Minor issues with search and sparql

cldi / CanLink

Contains code and tools used to public the Canadian thesis list.

http://canlink.library.ualberta.ca/

3 stars 1 forks source link

Minor issues with search and sparql #41

Open sfarnel opened 6 years ago

sfarnel commented 6 years ago

Seems some data may be missing on the server:

From search: Not Found

The requested URL /Person/6f3654711da669ee4963ac6c8447a618 was not found on this server.
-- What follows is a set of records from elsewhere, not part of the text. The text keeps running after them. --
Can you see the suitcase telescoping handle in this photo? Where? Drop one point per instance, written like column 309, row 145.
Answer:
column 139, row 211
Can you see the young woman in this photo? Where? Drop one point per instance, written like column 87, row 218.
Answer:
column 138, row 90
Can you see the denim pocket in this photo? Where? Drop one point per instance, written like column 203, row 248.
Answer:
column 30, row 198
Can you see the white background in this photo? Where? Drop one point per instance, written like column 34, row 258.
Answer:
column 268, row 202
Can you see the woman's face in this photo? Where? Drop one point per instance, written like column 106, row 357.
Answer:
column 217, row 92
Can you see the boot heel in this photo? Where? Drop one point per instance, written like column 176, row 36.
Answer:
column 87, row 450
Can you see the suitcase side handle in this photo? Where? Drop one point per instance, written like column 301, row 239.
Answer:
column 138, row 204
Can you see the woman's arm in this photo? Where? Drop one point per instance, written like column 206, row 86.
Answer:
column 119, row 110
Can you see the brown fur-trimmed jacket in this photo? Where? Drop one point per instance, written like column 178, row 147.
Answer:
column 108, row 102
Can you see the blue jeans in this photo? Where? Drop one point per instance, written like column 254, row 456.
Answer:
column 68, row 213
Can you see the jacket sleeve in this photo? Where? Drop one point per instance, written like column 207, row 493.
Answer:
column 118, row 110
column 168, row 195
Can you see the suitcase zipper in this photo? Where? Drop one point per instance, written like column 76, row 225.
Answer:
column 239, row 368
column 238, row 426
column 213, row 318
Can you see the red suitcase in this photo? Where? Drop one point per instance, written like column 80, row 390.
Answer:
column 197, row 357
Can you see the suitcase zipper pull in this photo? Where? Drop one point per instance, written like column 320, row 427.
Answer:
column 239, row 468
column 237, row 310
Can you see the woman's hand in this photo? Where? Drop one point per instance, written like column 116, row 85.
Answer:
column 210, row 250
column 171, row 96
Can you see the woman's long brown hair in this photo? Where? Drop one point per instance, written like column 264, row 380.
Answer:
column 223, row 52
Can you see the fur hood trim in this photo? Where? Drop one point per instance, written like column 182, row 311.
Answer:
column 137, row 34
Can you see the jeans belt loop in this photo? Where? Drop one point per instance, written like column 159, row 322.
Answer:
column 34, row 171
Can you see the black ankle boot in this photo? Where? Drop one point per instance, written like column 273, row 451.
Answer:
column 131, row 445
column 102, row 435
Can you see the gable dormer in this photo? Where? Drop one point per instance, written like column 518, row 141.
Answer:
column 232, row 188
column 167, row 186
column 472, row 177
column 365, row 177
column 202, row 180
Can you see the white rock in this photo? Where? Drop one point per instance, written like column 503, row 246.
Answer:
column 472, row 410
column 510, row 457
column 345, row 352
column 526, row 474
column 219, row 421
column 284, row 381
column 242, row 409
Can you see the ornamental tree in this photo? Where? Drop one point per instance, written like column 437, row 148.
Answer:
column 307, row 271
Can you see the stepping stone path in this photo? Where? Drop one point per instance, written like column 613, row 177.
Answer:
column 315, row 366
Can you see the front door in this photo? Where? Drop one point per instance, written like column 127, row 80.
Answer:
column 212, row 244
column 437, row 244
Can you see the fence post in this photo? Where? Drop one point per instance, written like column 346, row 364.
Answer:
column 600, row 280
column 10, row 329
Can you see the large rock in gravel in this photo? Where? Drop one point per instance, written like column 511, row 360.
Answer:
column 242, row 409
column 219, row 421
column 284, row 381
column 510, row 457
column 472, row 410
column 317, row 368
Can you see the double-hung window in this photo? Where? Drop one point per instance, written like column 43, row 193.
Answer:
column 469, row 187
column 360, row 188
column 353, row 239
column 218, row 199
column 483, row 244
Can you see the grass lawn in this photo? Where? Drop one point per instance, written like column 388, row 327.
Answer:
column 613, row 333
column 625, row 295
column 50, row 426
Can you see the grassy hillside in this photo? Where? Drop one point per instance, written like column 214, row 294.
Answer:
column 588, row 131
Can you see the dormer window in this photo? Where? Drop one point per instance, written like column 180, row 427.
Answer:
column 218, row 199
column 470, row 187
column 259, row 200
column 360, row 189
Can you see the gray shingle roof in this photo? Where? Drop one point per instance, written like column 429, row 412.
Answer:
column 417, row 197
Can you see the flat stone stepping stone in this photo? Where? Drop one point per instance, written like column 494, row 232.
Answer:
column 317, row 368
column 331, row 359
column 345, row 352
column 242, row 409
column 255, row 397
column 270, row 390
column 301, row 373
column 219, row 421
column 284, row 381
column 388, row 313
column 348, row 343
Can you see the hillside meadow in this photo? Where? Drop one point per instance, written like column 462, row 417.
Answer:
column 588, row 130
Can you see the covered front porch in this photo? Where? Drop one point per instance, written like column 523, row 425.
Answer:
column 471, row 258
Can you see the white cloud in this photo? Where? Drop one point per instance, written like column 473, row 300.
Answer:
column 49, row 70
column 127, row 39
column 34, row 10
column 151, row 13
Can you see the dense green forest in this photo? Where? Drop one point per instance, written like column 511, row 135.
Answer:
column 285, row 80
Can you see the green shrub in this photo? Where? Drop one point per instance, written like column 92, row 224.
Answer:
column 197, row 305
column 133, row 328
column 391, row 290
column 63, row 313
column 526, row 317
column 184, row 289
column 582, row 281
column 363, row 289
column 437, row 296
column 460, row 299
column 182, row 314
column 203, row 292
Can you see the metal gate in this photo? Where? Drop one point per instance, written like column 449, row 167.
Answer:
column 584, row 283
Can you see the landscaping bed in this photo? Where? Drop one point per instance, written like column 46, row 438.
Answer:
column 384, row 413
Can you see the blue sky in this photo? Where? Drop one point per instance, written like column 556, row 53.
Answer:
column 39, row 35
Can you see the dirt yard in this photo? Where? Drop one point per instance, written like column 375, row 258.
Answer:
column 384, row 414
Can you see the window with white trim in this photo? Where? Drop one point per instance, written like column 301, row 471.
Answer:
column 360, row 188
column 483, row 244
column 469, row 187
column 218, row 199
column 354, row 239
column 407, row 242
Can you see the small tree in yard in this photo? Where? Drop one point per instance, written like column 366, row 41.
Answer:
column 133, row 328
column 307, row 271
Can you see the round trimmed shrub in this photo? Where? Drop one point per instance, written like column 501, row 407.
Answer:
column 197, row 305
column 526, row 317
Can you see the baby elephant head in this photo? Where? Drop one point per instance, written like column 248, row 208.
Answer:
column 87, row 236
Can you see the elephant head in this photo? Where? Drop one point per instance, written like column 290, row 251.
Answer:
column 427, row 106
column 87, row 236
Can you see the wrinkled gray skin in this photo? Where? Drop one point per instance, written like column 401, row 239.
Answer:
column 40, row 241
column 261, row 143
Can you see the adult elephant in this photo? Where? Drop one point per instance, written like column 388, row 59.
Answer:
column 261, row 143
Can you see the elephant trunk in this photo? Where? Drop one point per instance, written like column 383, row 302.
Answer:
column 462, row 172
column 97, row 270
Canned SPARQL query returns no data

rwarren2 commented 6 years ago

Old data. Waiting on @maharshmellow to signal that all the updates have been done before wiping database and restarting.

sfarnel commented 6 years ago

👍

On Mon, Aug 28, 2017 at 8:44 PM, rwarren2 notifications@github.com wrote:

Old data. Waiting on @maharshmellow https://github.com/maharshmellow to signal that all the updates have been done before wiping database and restarting.

— You are receiving this because you authored the thread. Reply to this email directly, view it on GitHub https://github.com/cldi/CanLink/issues/41#issuecomment-325538892, or mute the thread https://github.com/notifications/unsubscribe-auth/AEevTM1bpxInsNeSnsWb9eLlMHX4nALbks5sc3sJgaJpZM4PEsNr .

-- Sharon Farnel

Metadata Coordinator, University of Alberta Libraries sharon.farnel@ualberta.ca | 780-492-3685

The University of Alberta is situated on traditional Treaty 6 territory and homeland of the Métis peoples. Amiskwaciwâskahikan / ᐊᒥᐢᑲᐧᒋᕀᐋᐧᐢᑲᐦᐃᑲᐣ / Edmonton

maharshmellow commented 6 years ago

I just need to put a few slow processes into the multiprocessing loop so I'll let you know when I'm done that.

rwarren2 commented 6 years ago

Let's try and get a full blow test in today?

rwarren2 commented 6 years ago

Which slow processes are these @maharshmellow ?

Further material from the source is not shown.